Friday brought more pain. Wisetech Global slid 3.8 per cent, a stock that has now fallen 26 per cent in the past month alone. Xero lost 3.7 per cent. Megaport suffered the sharpest blow, tumbling 11.8 per cent after its half-year results revealed an underlying net loss of $3.3 million. Despite strong jumps in revenue and annual recurring revenue, the market punished the company for failing to turn its top-line growth into bottom-line profit.
Consumer Stocks Took a Hit From Mixed Results
The consumer discretionary sector, which includes Lovisa and Wesfarmers, fell 1.44 per cent on Friday and has declined 4.02 per cent year-to-date. Consumer staples also dropped 1.44 per cent on the day, though the sector remains modestly positive for the year.
Guzman y Gomez delivered the week’s most dramatic consumer story, with shares plunging 13.9 per cent to a new record low after the Mexican-themed fast food chain reported half-year results showing stagnation in its critical US expansion strategy. EToro analyst Zavier Wong noted the result contained some positives, more customers through the door and encouraging profit signals, but the market focused squarely on the US growth concerns.

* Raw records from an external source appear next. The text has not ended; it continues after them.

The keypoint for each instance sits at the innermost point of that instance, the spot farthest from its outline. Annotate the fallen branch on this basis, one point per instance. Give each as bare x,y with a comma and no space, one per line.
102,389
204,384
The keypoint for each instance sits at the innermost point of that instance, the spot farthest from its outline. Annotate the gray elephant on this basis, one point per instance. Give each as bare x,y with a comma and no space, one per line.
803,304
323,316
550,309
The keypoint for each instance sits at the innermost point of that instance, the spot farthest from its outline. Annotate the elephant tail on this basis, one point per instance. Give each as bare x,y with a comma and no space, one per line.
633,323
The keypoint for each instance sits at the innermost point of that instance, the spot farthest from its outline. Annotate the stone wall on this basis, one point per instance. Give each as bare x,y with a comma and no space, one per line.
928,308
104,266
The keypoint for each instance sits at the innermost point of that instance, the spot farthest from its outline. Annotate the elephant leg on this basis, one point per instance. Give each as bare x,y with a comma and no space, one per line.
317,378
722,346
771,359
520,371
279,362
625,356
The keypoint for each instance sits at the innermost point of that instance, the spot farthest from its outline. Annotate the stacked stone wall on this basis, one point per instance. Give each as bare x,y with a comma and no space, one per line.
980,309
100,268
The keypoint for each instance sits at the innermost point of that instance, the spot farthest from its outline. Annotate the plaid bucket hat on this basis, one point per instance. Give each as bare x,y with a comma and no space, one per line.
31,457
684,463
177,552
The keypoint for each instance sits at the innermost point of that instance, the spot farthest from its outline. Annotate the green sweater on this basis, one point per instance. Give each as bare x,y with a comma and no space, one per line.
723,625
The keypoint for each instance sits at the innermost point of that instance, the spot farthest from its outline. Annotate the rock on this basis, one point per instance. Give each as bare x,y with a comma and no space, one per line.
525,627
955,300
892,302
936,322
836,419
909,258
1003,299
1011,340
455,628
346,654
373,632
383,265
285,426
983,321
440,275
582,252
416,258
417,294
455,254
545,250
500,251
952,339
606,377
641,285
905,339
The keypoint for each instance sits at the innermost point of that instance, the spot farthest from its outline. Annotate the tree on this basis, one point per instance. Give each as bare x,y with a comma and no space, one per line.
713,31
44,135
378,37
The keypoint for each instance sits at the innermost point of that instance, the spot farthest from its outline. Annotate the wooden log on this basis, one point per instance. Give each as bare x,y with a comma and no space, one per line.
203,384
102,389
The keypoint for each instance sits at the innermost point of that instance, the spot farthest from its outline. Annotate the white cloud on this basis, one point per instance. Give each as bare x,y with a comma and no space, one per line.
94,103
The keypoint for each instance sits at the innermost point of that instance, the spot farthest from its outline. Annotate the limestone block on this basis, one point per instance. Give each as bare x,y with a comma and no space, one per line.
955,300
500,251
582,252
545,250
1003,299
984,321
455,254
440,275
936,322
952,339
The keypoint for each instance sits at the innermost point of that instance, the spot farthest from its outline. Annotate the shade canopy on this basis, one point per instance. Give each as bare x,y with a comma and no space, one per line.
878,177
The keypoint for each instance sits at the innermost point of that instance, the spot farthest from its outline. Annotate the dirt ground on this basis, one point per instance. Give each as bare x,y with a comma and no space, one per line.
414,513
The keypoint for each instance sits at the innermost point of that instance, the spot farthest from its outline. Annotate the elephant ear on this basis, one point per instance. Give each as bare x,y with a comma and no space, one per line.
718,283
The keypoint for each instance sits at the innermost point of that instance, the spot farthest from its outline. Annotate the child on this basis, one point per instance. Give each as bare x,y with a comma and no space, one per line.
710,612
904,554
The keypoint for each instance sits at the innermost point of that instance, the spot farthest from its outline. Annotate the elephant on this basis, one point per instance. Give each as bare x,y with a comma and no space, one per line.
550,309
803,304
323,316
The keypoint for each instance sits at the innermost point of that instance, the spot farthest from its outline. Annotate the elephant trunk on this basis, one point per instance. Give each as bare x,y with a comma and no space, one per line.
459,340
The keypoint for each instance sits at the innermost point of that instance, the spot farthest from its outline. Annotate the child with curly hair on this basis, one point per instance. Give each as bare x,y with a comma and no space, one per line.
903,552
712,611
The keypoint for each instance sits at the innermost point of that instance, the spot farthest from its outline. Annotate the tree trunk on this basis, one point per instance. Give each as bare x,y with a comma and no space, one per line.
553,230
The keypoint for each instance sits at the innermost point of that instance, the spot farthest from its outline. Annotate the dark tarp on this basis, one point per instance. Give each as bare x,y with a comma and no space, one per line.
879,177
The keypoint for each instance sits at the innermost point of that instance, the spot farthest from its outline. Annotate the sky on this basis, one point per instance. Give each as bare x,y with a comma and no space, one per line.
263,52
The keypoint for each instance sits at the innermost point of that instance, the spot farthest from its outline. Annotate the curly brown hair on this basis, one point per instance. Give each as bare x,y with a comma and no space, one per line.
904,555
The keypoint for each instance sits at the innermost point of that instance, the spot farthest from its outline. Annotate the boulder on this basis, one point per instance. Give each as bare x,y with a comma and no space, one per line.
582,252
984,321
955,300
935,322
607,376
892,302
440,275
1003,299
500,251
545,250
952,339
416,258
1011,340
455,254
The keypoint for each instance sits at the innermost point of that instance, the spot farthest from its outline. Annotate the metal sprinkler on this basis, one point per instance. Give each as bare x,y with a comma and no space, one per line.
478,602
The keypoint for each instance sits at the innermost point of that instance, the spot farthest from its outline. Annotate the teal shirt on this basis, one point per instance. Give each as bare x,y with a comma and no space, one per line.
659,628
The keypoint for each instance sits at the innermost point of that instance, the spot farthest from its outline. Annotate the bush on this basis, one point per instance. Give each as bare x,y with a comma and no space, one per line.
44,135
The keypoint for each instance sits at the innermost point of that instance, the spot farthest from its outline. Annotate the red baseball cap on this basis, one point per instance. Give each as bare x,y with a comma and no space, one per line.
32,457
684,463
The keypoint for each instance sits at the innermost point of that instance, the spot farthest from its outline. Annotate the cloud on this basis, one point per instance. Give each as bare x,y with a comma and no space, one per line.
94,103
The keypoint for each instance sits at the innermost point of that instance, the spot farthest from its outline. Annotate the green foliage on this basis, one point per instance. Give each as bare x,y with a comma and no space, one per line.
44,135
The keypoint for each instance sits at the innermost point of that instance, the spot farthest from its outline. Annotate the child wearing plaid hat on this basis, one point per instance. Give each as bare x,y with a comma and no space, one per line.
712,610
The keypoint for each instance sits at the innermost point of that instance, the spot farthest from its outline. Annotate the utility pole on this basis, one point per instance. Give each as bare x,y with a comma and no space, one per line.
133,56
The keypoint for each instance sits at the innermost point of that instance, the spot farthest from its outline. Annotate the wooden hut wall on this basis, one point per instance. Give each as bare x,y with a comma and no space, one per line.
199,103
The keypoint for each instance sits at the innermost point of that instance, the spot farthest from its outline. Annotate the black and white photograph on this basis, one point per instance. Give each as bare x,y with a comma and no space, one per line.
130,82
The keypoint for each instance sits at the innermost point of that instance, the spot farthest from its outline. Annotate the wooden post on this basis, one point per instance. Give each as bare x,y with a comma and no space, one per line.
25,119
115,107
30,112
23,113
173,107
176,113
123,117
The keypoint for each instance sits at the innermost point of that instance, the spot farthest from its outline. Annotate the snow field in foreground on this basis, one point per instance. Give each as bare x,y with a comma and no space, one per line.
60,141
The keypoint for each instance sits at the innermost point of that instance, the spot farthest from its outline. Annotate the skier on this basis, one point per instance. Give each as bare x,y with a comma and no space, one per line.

Baby Bunting, which had surged earlier in the week on strong results, gave back much of those gains on Friday as sellers cashed in, with the stock falling 6.1 per cent. Aristocrat Leisure, Nick Scali and Dusk Group each lost around 4 per cent, while Myer slipped 3.9 per cent.
The Bright Spots
Not everything went backwards. Defence contractor Austal surged 5.5 per cent after securing a $4 billion defence contract, a massive win that the market rewarded immediately. Telix Pharmaceuticals shot up 14.2 per cent after its accounts showed the biopharmaceutical company on track to crack $1 billion in revenue next year.
Gold miner Newmont bucked its sector, falling 4.9 per cent after flagging a 10 per cent dip in output while it upgrades mines across its global portfolio.
What It All Means
This week’s trading paints a clear picture of where investor confidence currently sits. Defensive income, financials, utilities, and energy attract buyers. High-growth tech and consumer-facing businesses face a more sceptical audience until they prove earnings can match their valuations. The ASX’s ability to finish the week positive despite these cross-currents reflects the underlying resilience of the market’s more established sectors, even as the growth trade continues to unwind.